番外編:Moon Light ~そしてまた混沌へ~
遅くなってしまいすみません!多忙でしたため……(汗)
番外編、完結です。
「何故このようなことを?」
「アッパースカイを救いたかったからです」
「可能だと思ったのか?」
「可能性はあると思いました」
「………ハァ……」
長は頭を抱えた。今回クレスがとった行動は善行とは言い難い。結果として上手く事が進んだからよかったものの、もしパラディーズらが間に合わなかったら確実に殺されていただろう。仮にイビルの警備がもっと厚かったらパラディーズらも全滅していたかもしれない。

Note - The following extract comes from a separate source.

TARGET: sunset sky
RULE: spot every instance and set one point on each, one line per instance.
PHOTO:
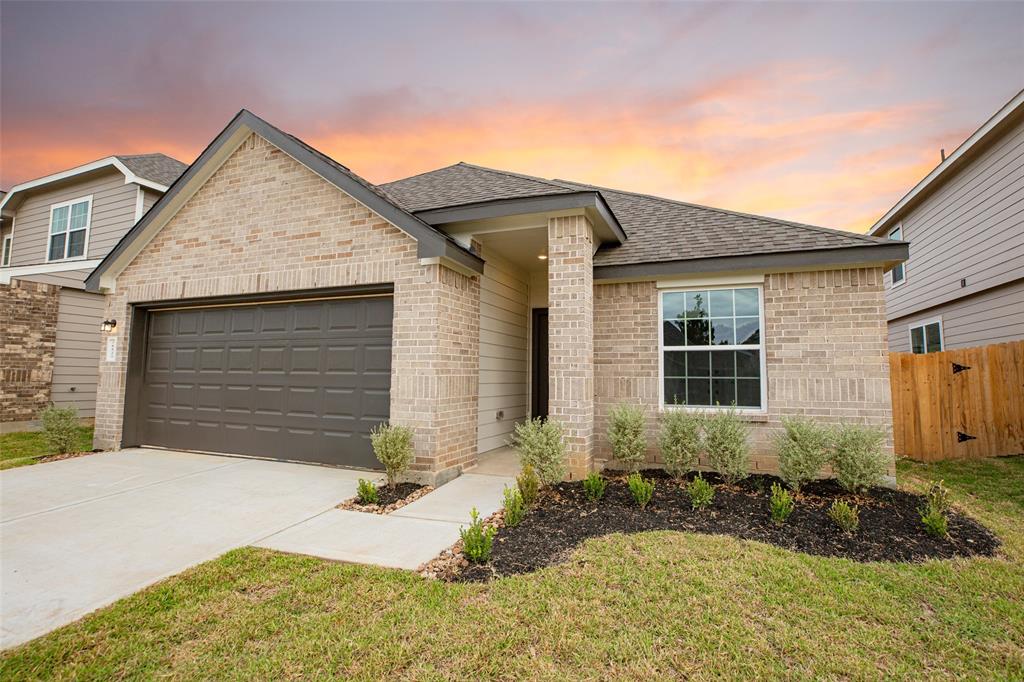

しかし、クレスには微塵の後悔もないらしい。こちらが投げ掛けた質問に対し、退くどころかこちらに食って掛かる勢いで即答してくる。最早このような質疑応答では埒があかないと判断した長は垂れていた頭を上げると自分の意思を伝えることにした。
「ワシはの、無茶をして命を捨てるなどということはしてほしくないのだ……
このアッパースカイは古くに神と通ずる者達がこの領域にまで上り築き上げてきた国。いわば人々が神に近づこうとしてきた修験の結晶。ワシはアッパースカイを統治する者としてこの場所を守りたい」
「だったらどうして抵抗しないのですか……どうして戦える者たちだけを犠牲にして最小限でも生き残ろうと考えるんですか!?」
「……この国が人によって作られたものだからじゃ。人さえ無事ならば、国は建て直せる。ましてや我々は人からこの地に適応するよう進化したエンゼル。最小の者さえ確保すれば建て直すことは出来よう。故に、その他を切り捨ててでも生き残らねばならん。決して無駄な死に方をしてはならんのだ」
それは一国を治める者としての判断であった。わずかなものだけでも未来へと繋ぐため、長としてその責務を重要視した結果である。

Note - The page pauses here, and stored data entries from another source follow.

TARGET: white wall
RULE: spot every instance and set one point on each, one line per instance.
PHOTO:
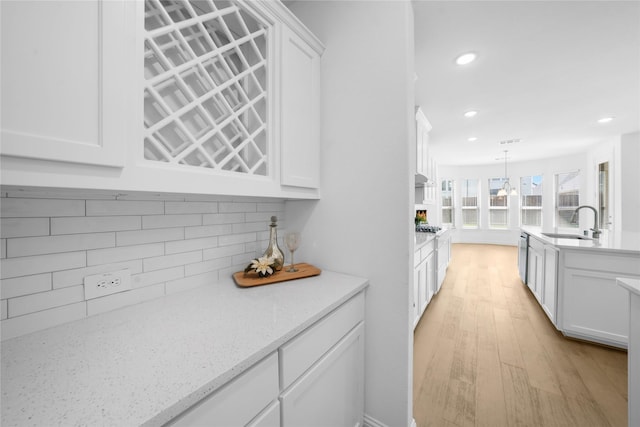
(630, 182)
(363, 225)
(547, 168)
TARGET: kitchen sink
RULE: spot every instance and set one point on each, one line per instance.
(567, 236)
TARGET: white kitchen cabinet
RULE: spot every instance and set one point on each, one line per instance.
(331, 393)
(62, 71)
(185, 97)
(535, 269)
(633, 362)
(314, 379)
(425, 164)
(592, 306)
(443, 255)
(239, 401)
(300, 112)
(424, 279)
(550, 282)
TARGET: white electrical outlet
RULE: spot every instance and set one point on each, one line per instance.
(99, 285)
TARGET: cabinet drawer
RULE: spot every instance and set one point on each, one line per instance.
(237, 402)
(416, 258)
(270, 417)
(331, 393)
(600, 261)
(303, 351)
(427, 250)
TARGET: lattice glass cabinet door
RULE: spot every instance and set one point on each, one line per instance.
(205, 94)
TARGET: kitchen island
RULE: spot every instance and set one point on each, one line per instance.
(574, 280)
(148, 363)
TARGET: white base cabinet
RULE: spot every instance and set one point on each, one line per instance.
(315, 379)
(331, 393)
(550, 282)
(443, 255)
(593, 307)
(535, 269)
(424, 279)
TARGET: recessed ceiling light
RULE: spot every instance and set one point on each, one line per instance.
(466, 58)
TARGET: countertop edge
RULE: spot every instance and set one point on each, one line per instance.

それを聞いたクレスは黙り込み、今まで長に向けていた視線を落とし頭を垂れた。
それを長は、彼女が納得した印と受け取った。
「分かってくれたか。ならば以後
「……そのためなら…」
クレスの纏う雰囲気が変わった。
「……そのためなら、目的のための捨て石も躊躇わないということですか!?」
クレスの反論は続く。
「私はアッパースカイのみんなに死んでほしくはない!!私ならみんなを守りたい!そのために立ち上がりたい!!」
「それは夢幻じゃ!甘い理想に過ぎん!今我々が置かれている状況を見よ!どのようにして叶えようというのじゃ!!」
「それは……っ……
…………!」
現実を突きつける長。クレスは反論できなかった。それはクレスが言ったことが夢幻であるという証明している。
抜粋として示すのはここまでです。